The first book I read about the Myers Briggs Type Inventory was Type Talk by Otto Kroeger and Janet M. Thuesen. They say that people are born with a predisposition toward a preference for, say, either Introversion or Extraversion. They then add:
You still must translate that preference within the context of your particular situation in life. Birth order, the behavior of other family members, and other environmental factors are all part of the life forces affecting that context. For example, if you are an Extravert in a family of Introverts, you may be different from how you would be if you grew up in a family of other Extraverts—where “survival of the loudest” was the rule. You’d be an Extravert in either case, but a different one.
That makes a lot of sense to me. In terms of the Enneagram, it seems logical that we are born with a predisposition to take one of the three stances (Aggressive, Withholding, or Compliant), which represent our response to threat or perceived threat (fight, flee, or submit). In Born That Way, author William Wright describes some of the results of the Minnesota Twin Study published in 1986. He uses three interesting examples to indicate behavioral traits that showed high genetic heritability:
A trait that showed one of the highest levels of heritability, .60, was traditionalism, or a willingness to yield to authority.

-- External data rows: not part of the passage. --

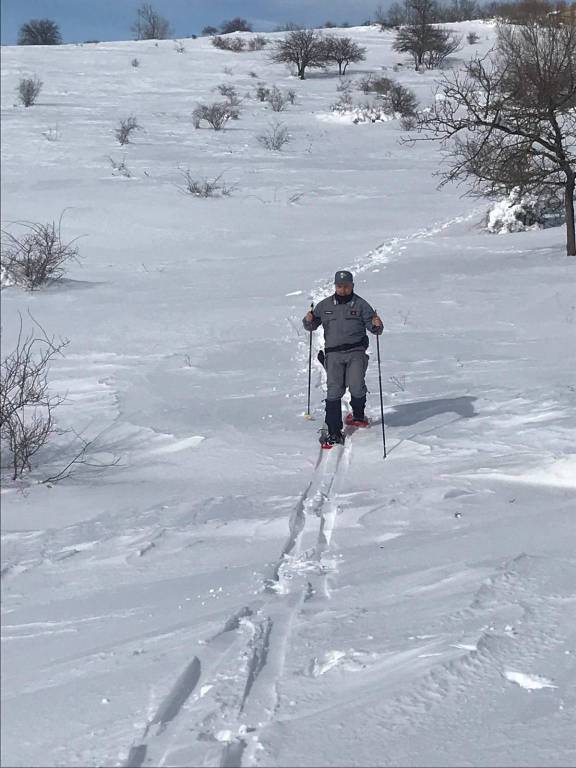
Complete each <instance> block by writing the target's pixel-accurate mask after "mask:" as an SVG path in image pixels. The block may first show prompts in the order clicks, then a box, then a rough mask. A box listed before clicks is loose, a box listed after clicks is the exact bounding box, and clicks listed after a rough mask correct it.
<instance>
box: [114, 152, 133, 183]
mask: <svg viewBox="0 0 576 768" xmlns="http://www.w3.org/2000/svg"><path fill="white" fill-rule="evenodd" d="M108 159H109V160H110V165H111V166H112V170H113V172H115V173H116V174H117V175H119V176H125V177H126V178H127V179H130V178H132V174H131V173H130V170H129V169H128V167H127V166H126V158H125V157H123V158H122V160H120V161H118V160H114V158H113V157H109V158H108Z"/></svg>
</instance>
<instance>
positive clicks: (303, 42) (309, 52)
mask: <svg viewBox="0 0 576 768" xmlns="http://www.w3.org/2000/svg"><path fill="white" fill-rule="evenodd" d="M271 58H272V61H275V62H277V63H285V64H293V65H294V66H295V67H296V70H297V72H298V77H299V78H300V80H304V78H305V73H306V70H307V69H308V68H310V67H319V68H322V67H325V66H326V54H325V48H324V41H323V39H322V37H321V36H320V35H319V34H318V33H317V32H315V31H314V30H313V29H295V30H293V31H292V32H289V34H288V35H287V36H286V37H285V38H284V39H283V40H278V41H276V43H275V47H274V50H273V51H272V54H271Z"/></svg>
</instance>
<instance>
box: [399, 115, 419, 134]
mask: <svg viewBox="0 0 576 768" xmlns="http://www.w3.org/2000/svg"><path fill="white" fill-rule="evenodd" d="M400 127H401V128H402V130H403V131H414V130H416V128H417V127H418V116H417V115H416V114H413V115H402V117H401V118H400Z"/></svg>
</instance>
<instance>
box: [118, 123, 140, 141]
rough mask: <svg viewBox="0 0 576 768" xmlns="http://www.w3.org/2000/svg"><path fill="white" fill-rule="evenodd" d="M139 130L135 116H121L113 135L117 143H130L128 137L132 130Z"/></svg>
mask: <svg viewBox="0 0 576 768" xmlns="http://www.w3.org/2000/svg"><path fill="white" fill-rule="evenodd" d="M139 130H141V128H140V126H139V125H138V120H137V119H136V118H135V117H123V118H121V119H120V121H119V122H118V127H117V128H115V129H114V135H115V136H116V139H117V141H118V143H119V144H121V145H122V146H124V144H130V138H131V136H132V134H133V133H134V131H139Z"/></svg>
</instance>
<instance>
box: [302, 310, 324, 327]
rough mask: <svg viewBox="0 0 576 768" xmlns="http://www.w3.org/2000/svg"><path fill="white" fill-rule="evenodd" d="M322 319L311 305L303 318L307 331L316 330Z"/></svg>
mask: <svg viewBox="0 0 576 768" xmlns="http://www.w3.org/2000/svg"><path fill="white" fill-rule="evenodd" d="M321 322H322V321H321V320H320V318H319V317H318V315H317V314H316V311H315V310H314V309H313V308H312V307H311V308H310V309H309V310H308V312H307V313H306V315H305V316H304V317H303V318H302V325H303V326H304V328H305V329H306V330H307V331H315V330H316V328H318V327H319V326H320V324H321Z"/></svg>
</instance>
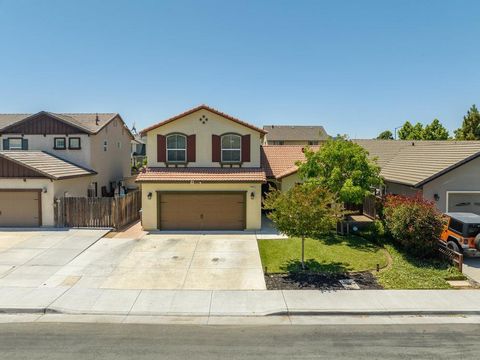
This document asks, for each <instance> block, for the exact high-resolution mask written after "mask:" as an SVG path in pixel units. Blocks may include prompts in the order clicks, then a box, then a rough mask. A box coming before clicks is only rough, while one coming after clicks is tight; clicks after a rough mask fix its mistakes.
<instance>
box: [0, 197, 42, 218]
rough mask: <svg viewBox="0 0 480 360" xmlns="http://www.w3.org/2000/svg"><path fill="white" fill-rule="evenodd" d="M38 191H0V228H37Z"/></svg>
mask: <svg viewBox="0 0 480 360" xmlns="http://www.w3.org/2000/svg"><path fill="white" fill-rule="evenodd" d="M39 204H40V193H39V192H38V191H0V226H11V227H15V226H39V225H41V222H40V216H41V215H40V209H39V207H40V206H39Z"/></svg>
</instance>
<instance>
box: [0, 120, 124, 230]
mask: <svg viewBox="0 0 480 360" xmlns="http://www.w3.org/2000/svg"><path fill="white" fill-rule="evenodd" d="M0 137H1V141H0V146H1V148H0V226H53V225H54V224H55V219H54V206H55V203H56V202H55V199H57V198H60V197H64V196H81V197H86V196H91V197H97V196H98V197H99V196H110V195H112V194H113V192H114V190H115V188H116V187H117V185H118V183H119V182H120V181H123V179H124V178H125V177H126V176H128V175H129V174H130V141H131V139H132V135H131V133H130V131H129V130H128V128H127V127H126V126H125V123H124V121H123V119H122V118H121V117H120V115H118V114H115V113H111V114H56V113H50V112H45V111H41V112H39V113H36V114H0ZM13 203H15V206H12V204H13Z"/></svg>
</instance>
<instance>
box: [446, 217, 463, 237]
mask: <svg viewBox="0 0 480 360" xmlns="http://www.w3.org/2000/svg"><path fill="white" fill-rule="evenodd" d="M448 227H449V228H450V230H452V231H455V232H456V233H458V234H461V233H462V232H463V223H461V222H460V221H458V220H455V219H450V225H448Z"/></svg>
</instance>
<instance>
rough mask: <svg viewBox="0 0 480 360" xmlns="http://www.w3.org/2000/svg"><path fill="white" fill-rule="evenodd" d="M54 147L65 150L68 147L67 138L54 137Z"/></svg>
mask: <svg viewBox="0 0 480 360" xmlns="http://www.w3.org/2000/svg"><path fill="white" fill-rule="evenodd" d="M53 148H54V149H55V150H65V149H66V148H67V141H66V140H65V138H54V139H53Z"/></svg>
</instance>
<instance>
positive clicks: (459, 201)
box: [448, 193, 480, 214]
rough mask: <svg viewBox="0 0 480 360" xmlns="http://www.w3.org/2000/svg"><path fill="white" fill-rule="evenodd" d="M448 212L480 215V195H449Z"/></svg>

The only one of these traits to show a higher heritability was social potency, which included such characteristics as assertiveness, drive for leadership, and a taste for attention. A surprisingly high genetic component—a .55 concordance—was found in the ability to be enthralled by an esthetic experience such as listening to a symphonic concert.
Well, that jumped right off the page at me: Compliant stance, Aggressive stance, Withdrawing stance. That’s the nature part of this non-equation. Nurture then plays a role in determining which Aggressive, Withholding, or Compliant type we develop into. Some environments might amp up the pressure on the defensive attitudes of certain types, while other environments might provide a calming or leavening influence. Theoretically:
- Aggressive types might find less to move against in a laissez-faire environment, so they might turn out to be a little more laid back than Aggressive types reared in a more challenging or contentious environment.
- Compliant types want to be accepted and know where they stand, so they might engage in less people-pleasing behavior if they grew up feeling secure than Compliant types raised in a contentious, withholding, or unpredictable environment.
- Withdrawing types might be less inclined to move away from others if they grew up feeling they had enough time and space to be themselves, unlike Withdrawing types who felt pressured to comply with other people’s expectations.
I’m trying to give nurture a fair deal here, but my sense is that our environment and early circumstances contribute less to who we are than we like to believe. One of the greatest gifts the Enneagram has to offer is that it eliminates much of the need to figure out why we are the way we are. When you read a detailed type description that just nails aspects of yourself that you thought were unique to you, it takes the pressure off. You don’t have to spend so much time trying to understand what happened so you can fix yourself. You realize that everyone who has the same reactions and attitudes you do (as detailed in the description of your type) can’t possibly have had your identical experiences—experiences you may have believed caused you to be the way you are.
As the title of William Wright’s book says, to a pretty large extent we’re just born that way. How does that make you feel?